The ECB is meeting on Thursday in Barcelona and media reports said it may refuse any more easy money for governments as the political resolve to rein in deficits shows signs of crumbling in that region.
Since the ECB's last meeting in April, there has been a resurgence in the eurozone sovereign debt crisis, and the spotlight on the 17-nation bloc suggests it has fallen into recession.
"The rand is very stable this morning and we are not expecting much influence until the outcome of the ECB. It strengthened in thin volume by 0.7 percent to R7.73 against the USD on Friday, which was good," a local trader said.
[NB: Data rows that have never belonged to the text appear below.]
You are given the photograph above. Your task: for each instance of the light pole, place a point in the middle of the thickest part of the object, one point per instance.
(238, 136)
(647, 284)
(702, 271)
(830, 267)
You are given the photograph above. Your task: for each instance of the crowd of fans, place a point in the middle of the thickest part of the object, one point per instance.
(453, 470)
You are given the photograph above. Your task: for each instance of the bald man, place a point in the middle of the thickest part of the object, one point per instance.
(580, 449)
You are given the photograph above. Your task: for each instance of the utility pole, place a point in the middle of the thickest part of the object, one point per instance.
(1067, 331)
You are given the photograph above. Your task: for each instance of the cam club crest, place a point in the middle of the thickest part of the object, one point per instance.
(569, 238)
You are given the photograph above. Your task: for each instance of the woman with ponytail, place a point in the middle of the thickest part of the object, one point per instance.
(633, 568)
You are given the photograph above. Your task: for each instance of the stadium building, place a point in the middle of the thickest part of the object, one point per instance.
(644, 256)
SA markets were closed on Friday for the Freedom Day public holiday.
At 08:37 local time the rand was bid at R7.7347 to the dollar from its previous close of R7.7.7340. It was bid at R10.2485 to the euro from R10.2559 before, and at R12.5848 against sterling from R12.6011 previously.
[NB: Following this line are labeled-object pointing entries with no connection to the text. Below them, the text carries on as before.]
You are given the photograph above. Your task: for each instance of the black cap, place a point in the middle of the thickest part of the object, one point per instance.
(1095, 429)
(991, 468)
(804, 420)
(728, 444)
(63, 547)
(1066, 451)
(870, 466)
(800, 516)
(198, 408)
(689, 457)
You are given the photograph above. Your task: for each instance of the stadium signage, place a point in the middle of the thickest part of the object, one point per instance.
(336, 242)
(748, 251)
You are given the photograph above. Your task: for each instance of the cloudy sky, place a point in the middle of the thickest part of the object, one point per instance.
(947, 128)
The euro was bid at US$1.3248 from its previous close of $1.3239.
Standard Bank analysts said in a morning report that the rand had remained fairly range-bound over the past week, as the market firstly waited for the FOMC meeting and then the local public holiday.
"Weaker-than-expected US Q1:12 GDP numbers late last week have put the dollar under pressure, with the rand benefitting from this weakness. Over the coming week, however, the rand could suffer if developments in Europe continue to take a negative tone. The downgrading of Spain's sovereign rating will make this week's Spanish auction a key focal point," the bank said.
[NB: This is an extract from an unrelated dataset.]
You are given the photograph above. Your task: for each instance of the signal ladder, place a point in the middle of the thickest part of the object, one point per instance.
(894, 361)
Standard bank said it didn't expect fresh stimulus measures from the ECB meeting, which could weigh on the euro.
"While the odds remain stacked in favour of rand weakness in our view, today's data could provide some support if the trade balance narrows in line with our expectations," the bank added.
Dow Jones Newswires reported that the dollar sagged against the yen and emerging Asian currencies on Monday as more signs of strain on the US economy spurred expectations of further easing by the Fed.
Some of the optimism on the US economy that contributed to the greenback's turnaround against the yen this year appears to be wearing off, while the Bank of Japan's announcement on Friday of further easing did virtually nothing to slow the yen's ascent.
"Our view is that over the last few months, Bank of Japan easing has had only a marginal impact," said Robert Ryan, G-10 currency strategist at BNP Paribas. "If the dollar were to move back toward Y77 or Y76, it would call into question the whole rationale for the BOJ to ease further."
Bonds tad firmer on good PSCE, M3 data
Bonds were marginally firmer in opening trade on Monday gaining some succour from better than expected broad money supply and credit demand data on what is otherwise expected to be a quiet session after a long weekend and tomorrow also being a public holiday.
At 08:50, the benchmark R157 bond was at 6.440 percent from its previous close of 6.460 percent. The R207 was bid at 7.555 percent and offered at 7.525 percent from a previous close of 7.560 percent and the R186 was offered at 8.160 percent from its close of 8.165 percent.